BI Most of your photos question the context of things not fitting their environment, and imply how they characterize the people who put them where they are, and the others who live around them.

KE I think these things have even started to fit their environment. If one comes across two plastic giraffes on a European beach, for example, one will not even notice, because it is absolutely natural that our children play with objects like this.

BI Have you already started taking photos while studying philosophy?

KE I was interested in black and white exclusively at the university, but this is typical with learners of photography. I have not started investing this much energy into photo. The pictures included in this book were taken in the period from 2003 to 2007.

BI Photo became more important in your life after university. There is an intellectual position when you participate in culture through exiting it.

KE I guess philosophy is like this, while photo is the exact opposite. I was really interested in philosophy, but then I got scared that I could not do it at a level so high that I would actually create something. I had an intention to express myself, and I had to find a field in which I could make this happen.

BI I feel the methods through which philosophy can observe the world and make statements about it, are close to you, but you prefer a version of this which incorporates more intuition and contingency, and moves closer to everyday reality…

KE …or, rather, to people, because I like to come together with people and participate in community activities. I think people are really interesting, all of them.
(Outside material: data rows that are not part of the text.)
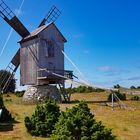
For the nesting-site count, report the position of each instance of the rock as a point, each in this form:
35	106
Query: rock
40	93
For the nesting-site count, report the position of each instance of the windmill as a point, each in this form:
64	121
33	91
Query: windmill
41	62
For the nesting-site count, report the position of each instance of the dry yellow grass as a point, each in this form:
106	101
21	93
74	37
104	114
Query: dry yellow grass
125	123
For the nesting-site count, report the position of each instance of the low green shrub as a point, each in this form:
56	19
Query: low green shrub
135	97
42	122
78	124
121	96
19	93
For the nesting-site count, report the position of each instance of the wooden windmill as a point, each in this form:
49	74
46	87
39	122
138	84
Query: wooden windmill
40	58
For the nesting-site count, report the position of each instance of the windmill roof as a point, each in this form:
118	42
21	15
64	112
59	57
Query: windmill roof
40	29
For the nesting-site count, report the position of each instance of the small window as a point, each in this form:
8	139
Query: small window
49	49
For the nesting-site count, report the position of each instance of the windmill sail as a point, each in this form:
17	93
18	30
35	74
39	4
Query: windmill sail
12	20
52	16
7	14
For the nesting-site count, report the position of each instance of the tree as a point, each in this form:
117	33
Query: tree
78	124
4	75
42	122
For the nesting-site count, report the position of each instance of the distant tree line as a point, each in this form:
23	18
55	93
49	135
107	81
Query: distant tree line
84	89
4	75
133	87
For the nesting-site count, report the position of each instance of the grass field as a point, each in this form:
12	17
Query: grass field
125	123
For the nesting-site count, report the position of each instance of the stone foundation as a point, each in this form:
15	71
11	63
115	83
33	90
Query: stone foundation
40	93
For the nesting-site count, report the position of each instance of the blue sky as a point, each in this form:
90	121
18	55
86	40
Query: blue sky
103	37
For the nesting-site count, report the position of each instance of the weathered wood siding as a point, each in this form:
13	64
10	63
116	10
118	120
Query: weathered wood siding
33	56
29	62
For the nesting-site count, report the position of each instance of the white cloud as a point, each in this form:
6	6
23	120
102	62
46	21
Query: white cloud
106	68
18	12
79	35
86	51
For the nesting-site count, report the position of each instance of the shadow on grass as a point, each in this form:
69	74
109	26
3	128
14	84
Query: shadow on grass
4	127
88	102
8	126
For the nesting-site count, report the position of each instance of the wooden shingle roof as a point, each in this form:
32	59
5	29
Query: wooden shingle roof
35	33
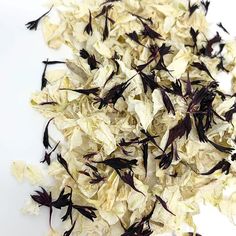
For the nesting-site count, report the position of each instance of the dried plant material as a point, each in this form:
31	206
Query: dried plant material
147	132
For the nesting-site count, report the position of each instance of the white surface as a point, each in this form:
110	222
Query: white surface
21	53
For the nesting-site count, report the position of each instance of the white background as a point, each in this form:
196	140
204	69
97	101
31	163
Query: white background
21	53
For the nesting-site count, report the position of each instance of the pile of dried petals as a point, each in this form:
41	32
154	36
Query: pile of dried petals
148	133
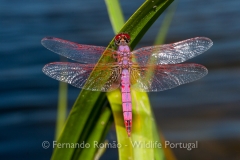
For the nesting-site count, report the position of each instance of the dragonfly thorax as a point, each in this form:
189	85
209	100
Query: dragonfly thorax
124	56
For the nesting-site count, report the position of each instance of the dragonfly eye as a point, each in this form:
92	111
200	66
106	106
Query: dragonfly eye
119	36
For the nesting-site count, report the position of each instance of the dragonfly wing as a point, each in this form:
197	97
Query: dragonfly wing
104	78
77	52
165	76
172	53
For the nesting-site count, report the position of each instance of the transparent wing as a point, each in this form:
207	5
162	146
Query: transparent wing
172	53
104	78
165	76
77	52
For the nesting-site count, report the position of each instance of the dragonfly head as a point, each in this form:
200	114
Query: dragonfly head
122	39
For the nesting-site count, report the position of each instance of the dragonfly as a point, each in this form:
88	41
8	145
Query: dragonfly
147	69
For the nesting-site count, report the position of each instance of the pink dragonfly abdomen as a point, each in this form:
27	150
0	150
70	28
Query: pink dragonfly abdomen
126	100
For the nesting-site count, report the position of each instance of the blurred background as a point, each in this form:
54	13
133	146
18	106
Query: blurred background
207	111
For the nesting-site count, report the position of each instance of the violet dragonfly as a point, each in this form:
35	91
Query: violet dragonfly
129	69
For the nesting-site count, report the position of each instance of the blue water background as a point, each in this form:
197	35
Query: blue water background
207	110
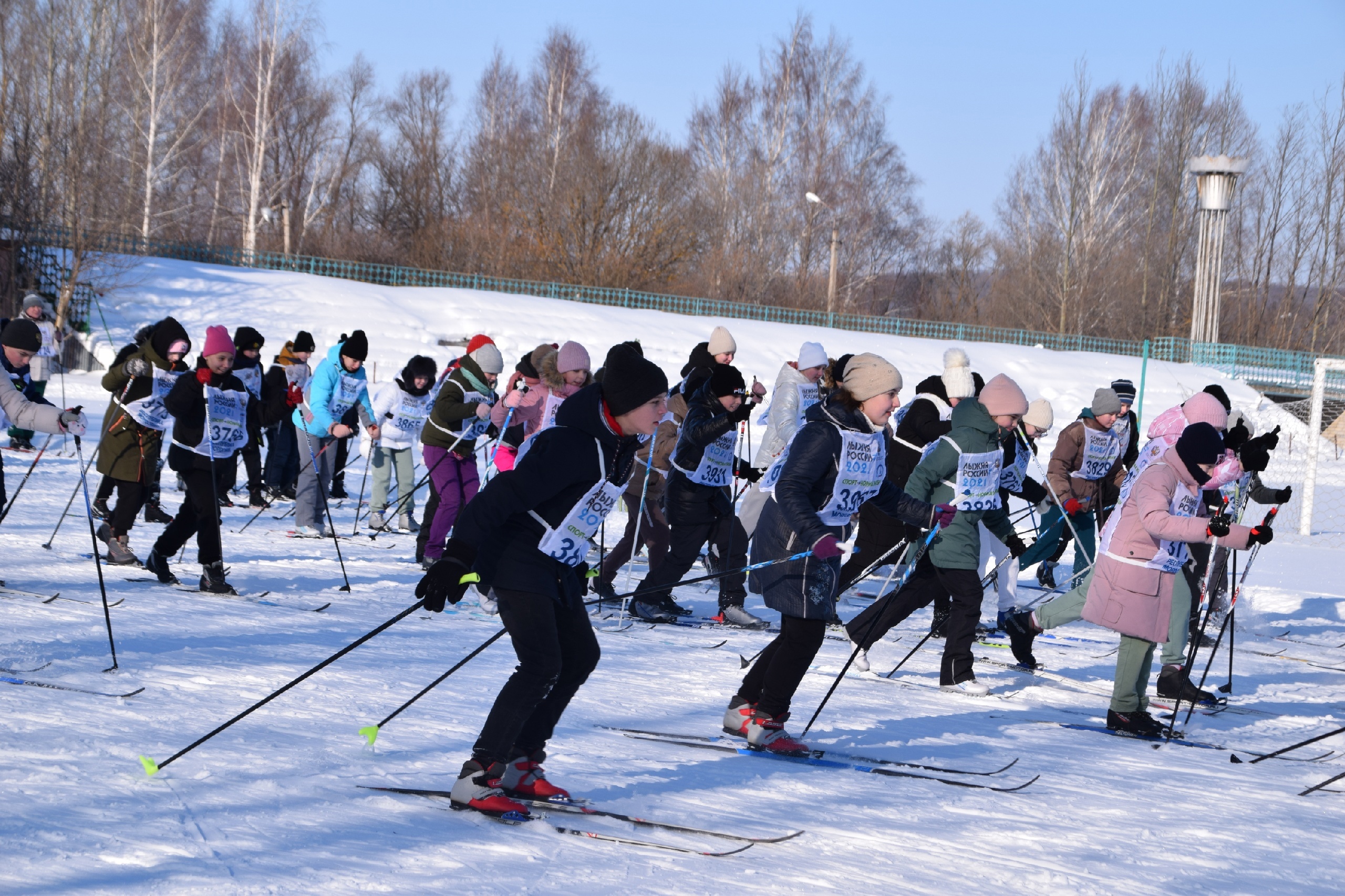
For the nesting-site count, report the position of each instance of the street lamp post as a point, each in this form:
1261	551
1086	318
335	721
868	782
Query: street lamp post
836	252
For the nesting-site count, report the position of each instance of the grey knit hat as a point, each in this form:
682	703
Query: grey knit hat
1105	403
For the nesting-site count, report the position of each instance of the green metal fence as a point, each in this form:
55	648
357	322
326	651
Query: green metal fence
1266	368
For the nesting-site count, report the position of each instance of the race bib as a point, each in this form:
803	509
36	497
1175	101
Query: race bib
1101	452
150	411
411	413
860	471
226	423
716	467
251	379
570	541
977	486
345	396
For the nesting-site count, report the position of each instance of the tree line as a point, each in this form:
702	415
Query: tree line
175	120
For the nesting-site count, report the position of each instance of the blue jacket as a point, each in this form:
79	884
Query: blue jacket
790	523
320	389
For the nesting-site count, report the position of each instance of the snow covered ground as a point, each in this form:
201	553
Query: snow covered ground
273	806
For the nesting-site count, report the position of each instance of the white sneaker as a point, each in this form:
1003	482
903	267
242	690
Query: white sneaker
971	688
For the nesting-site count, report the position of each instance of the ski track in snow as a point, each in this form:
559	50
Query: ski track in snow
272	804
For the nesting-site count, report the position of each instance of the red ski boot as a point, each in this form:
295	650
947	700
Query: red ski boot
479	787
525	778
769	735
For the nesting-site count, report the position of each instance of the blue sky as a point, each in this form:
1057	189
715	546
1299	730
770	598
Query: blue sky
970	87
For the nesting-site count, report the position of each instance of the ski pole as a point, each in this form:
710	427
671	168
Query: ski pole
639	518
1302	743
364	480
877	615
97	563
73	493
25	482
371	731
322	493
268	504
152	767
728	572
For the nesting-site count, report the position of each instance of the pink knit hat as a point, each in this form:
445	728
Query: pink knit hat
217	341
1204	408
1002	396
572	357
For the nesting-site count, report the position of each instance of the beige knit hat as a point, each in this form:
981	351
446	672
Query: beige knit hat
957	374
1040	415
1002	396
721	342
868	376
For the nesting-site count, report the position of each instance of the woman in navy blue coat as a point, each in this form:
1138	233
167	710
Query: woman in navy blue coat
836	463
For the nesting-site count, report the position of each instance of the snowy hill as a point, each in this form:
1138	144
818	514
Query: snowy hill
273	804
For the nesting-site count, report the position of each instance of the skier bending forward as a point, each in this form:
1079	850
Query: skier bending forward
526	536
836	463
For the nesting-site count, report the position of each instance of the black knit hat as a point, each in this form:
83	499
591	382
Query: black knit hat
169	331
1125	391
22	334
1218	392
356	346
726	380
1200	444
631	380
248	339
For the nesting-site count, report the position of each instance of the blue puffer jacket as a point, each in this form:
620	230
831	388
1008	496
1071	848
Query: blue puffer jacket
320	391
790	521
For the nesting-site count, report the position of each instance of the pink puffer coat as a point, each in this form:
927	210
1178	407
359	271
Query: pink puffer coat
1125	595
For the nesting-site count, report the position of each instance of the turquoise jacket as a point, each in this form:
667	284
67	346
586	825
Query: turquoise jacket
323	387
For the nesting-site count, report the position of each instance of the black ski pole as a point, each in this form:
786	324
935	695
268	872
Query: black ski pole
322	493
1291	747
97	563
877	615
364	481
371	731
73	494
152	767
25	482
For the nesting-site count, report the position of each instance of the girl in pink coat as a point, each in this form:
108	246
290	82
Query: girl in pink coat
1142	550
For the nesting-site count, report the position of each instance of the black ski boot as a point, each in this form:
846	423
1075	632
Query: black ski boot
1139	723
1021	634
158	564
213	579
1175	684
154	513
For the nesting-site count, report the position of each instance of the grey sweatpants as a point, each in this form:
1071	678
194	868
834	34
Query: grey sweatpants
1070	607
308	502
385	461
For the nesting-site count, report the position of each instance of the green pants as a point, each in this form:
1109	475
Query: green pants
1070	607
384	461
1130	691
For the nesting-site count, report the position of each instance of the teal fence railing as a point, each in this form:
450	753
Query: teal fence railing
1270	369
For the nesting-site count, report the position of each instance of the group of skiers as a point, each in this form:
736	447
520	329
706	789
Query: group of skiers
923	487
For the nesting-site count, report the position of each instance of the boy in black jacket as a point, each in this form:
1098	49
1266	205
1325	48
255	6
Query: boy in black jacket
698	502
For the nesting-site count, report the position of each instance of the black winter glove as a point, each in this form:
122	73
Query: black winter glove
448	579
1219	525
1255	455
1261	536
1236	437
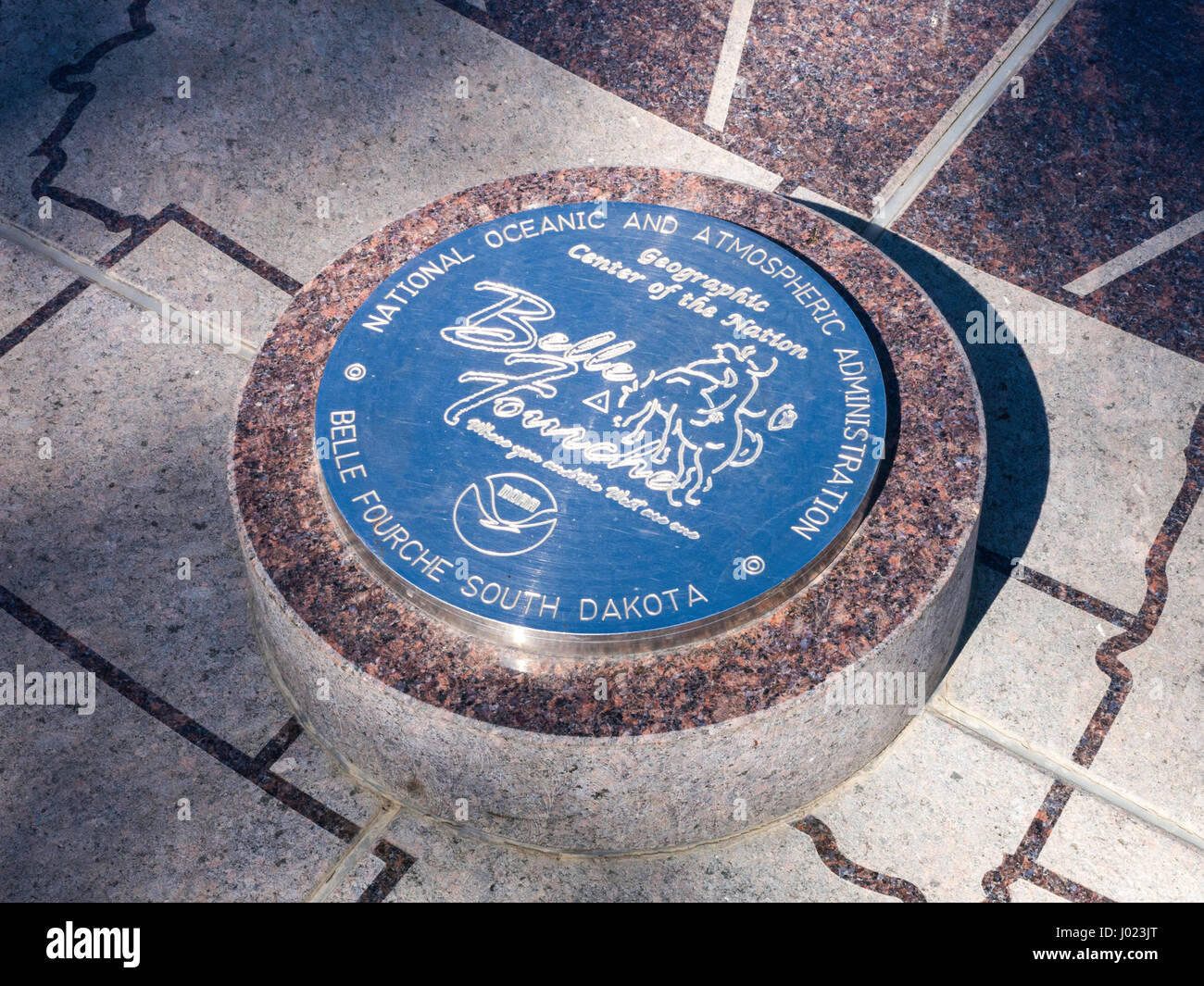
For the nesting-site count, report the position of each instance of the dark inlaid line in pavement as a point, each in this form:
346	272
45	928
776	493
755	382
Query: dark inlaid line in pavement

My personality is pretty quick, flexible, and dynamic, and photo suits these features. I used to experiment with drawing and painting, too, but I stuck to photo as it is faster. Its pace was way handier for me than that of philosophy.  
                 
BI It is very telling that you shifted the comparison in this direction. I assumed that you are an observer both as philosopher and photo artist.

KE This is exactly true for photo journalism. But I do not perceive myself as an outsider while at work. I am present in the situation, part of it, and experiencing it. I do not have topics like: pick a fair and show how it looks. My photos are either created by the fact that I end up at a place and capture a situation there or I am curious about something and I go there to take photos. Seventy percent of the pictures are found moments, while the other thirty percent results from a previously arranged experiment. With this latter type I make arrangements, but not a rigidly as with a studio photo, because I always give a chance to accident, and I am curious about what will finally turn up. I prefer taking photos of events, movements, actions. So I feel I am actually part of the narrative, not an outsider. Still, there is an outsider component, too, because with some photos I am there as an observer. That is why this book is not a diary.

BI A number of your pictures relates to gender issues in a way, and several texts discussing your work talk about the presence of this angle. How would you situate gender in the apparently wide range of things you are interested in?

KE Not in the center, definitely. Usually when gender is associated with my photos, female sensitivity is mentioned. Except for organizing the exhibition NECC, where I also presented a series, I have never dealt with standalone gender issues. I do not usually concentrate on this topic, but rather let my female instincts work. My pictures have been called she-photos, but this is not conceptually tangible. I saw awkward situations which made me upset, and later they return in my photos. For example in the one in which I made a montage of my baby and the happenings on October 23. Some pre-arranged photos also capture this type of moments, like the one showing a set table above which a scarecrow is watching as if in the role of a caring mother.